To be honest with you, yesterday’s news about Oprah apologizing to James Frey disappointed me. Apparently, she felt remorse for redressing him so vehemently and publicly, and she wanted to make amends in the same forum. I respect her for openly acknowledging her mistakes and regrets. To my mind, humility and grace are among the most precious gifts one human being can offer another. But unless I’m missing something (or it hasn’t yet come to light), I’m concerned that this apology might leave some with the impression that Oprah’s absolved Frey of all responsibility for his own actions. Say it isn’t so, Ms. Winfrey!
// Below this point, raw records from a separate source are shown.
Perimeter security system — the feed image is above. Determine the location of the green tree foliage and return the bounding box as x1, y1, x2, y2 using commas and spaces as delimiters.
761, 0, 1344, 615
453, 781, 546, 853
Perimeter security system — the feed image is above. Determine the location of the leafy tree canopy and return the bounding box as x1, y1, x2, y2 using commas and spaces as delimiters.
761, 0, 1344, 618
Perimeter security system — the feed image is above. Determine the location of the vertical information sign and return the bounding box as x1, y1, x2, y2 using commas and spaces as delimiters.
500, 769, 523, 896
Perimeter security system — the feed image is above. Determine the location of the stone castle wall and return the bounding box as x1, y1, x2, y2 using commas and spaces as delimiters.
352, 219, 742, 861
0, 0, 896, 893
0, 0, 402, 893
Let’s be candid: A MILLION LITTLE PIECES was a pack of lies. Not just small fabrications, but wholesale whoppers. Frey’s memoir brought him fame and fortune, but at great cost to those who chose to believe him (and who didn’t, at that point, have any reason not to). Maybe his writing is transcendent enough for some to overlook those "indiscretions": continued sales suggest that’s true. But as I see it, he violated the sacred bond of trust between a writer and reader, leaving other memoirists to pick up the shards of credibility he scattered in his wake.
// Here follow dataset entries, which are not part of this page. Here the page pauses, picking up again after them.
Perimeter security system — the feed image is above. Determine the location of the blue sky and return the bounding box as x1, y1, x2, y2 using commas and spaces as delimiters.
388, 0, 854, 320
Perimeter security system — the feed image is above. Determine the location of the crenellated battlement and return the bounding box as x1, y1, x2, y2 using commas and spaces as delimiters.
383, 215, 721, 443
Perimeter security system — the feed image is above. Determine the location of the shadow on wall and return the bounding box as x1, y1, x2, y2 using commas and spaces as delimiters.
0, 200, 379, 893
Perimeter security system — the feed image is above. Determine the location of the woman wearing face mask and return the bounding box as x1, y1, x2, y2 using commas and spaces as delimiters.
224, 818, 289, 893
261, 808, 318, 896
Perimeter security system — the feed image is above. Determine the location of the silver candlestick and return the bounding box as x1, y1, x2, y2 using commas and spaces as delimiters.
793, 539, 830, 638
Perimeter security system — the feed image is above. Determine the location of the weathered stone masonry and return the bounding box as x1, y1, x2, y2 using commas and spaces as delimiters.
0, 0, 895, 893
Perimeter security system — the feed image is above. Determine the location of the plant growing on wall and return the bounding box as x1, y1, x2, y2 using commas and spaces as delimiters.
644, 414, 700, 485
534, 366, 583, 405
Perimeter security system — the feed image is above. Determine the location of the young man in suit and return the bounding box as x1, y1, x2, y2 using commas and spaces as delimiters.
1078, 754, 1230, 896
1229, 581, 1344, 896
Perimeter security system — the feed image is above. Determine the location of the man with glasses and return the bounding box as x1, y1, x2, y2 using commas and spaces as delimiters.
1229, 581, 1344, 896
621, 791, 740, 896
The fallout from Frey’s debacle–as well as the hoaxes/frauds that followed–serve as a cautionary tale for the rest of us. To their credit, most memoirists have always been painstaking in their efforts to verify the specifics of their individual stories. I playfully refer to them as my Nancy Drew adventures, but I take very seriously my quests for documentation.
My research experiences helped me realize that there’s actually no such thing as"’permanent’"records, nor is anyone’s memory infallible. Take, for instance, the disagreement I had with my brother just last week. On most things we agree, and the incident I’m writing about is not in question. But he’s drawn a line in the sand about a certain date. Family records refute his position, as do my other siblings’ recollections, but he’s convinced that his memory is more correct than anyone else’s. And for some reason, that detail has taken on monolithic importance for him. "If I were asked by someone whether you told the truth here," he said, "I’d have to say you got the facts completely wrong."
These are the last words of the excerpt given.